[Rare cause of insufficient metabolic control of diabetes mellitus - Case 10/2011].

Dtsch Med Wochenschr

Abteilung für Endokrinologie, Diabetes, Nephrologie, Angiologie und Klinische Chemie, Medizinische Universitätsklinik Tübingen.

Published: October 2011

History And Admission Findings: A 48-year-old patient presented with an insufficient control of his diabetes mellitus which was known since 3 years. The antidiabetic medication comprised metformin and exenatide.

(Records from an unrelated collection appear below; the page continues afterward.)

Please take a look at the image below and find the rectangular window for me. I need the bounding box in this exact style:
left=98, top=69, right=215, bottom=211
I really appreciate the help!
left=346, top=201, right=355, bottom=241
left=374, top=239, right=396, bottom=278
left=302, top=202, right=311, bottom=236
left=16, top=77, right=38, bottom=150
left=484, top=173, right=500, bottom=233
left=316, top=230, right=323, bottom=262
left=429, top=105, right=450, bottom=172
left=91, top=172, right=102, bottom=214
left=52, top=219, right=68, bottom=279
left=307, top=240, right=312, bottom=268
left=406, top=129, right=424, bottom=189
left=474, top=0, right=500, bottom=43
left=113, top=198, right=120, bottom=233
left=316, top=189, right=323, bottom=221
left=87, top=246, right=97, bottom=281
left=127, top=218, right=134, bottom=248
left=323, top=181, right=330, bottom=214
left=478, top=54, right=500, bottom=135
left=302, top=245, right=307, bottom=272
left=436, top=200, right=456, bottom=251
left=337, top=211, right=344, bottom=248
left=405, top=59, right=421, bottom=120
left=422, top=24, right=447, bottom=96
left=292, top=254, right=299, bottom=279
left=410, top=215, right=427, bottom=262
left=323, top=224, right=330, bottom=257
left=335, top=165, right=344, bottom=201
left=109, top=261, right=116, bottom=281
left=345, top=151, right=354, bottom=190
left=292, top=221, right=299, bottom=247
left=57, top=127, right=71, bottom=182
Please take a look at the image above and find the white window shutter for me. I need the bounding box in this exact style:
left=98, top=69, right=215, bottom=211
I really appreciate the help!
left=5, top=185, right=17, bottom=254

Investigations: Physical examination revealed, beside elevated blood pressure, abdominal purple striae. Endocrine testing was consistent with ectopic Cushing's syndrome. Abdominal CT showed a 5 cm measuring, inhomogeneous, contrast-enhanced mass in the right suprarenal area which was positive on iodine-131 MIBG SPECT. Furthermore, urinary catecholamines were markedly increased.

Diagnosis, Treatment And Course: Diagnosis of an ACTH-producing pheochromocytoma was made and an open adrenalectomy was performed. Histology confirmed a pheochromocytoma with potential aggressive clinical behaviour according to the Pheocromocytoma of the Adrenal gland Scaled Score. 6 months after the intervention, glucose control was significantly improved with an HbA1c of 5.5%.

Conclusions: An ACTH-producing pheochromocytoma is a very rare cause of deterioration of glucose control. However, in presence of typical clinical findings an endocrine work-up is warranted.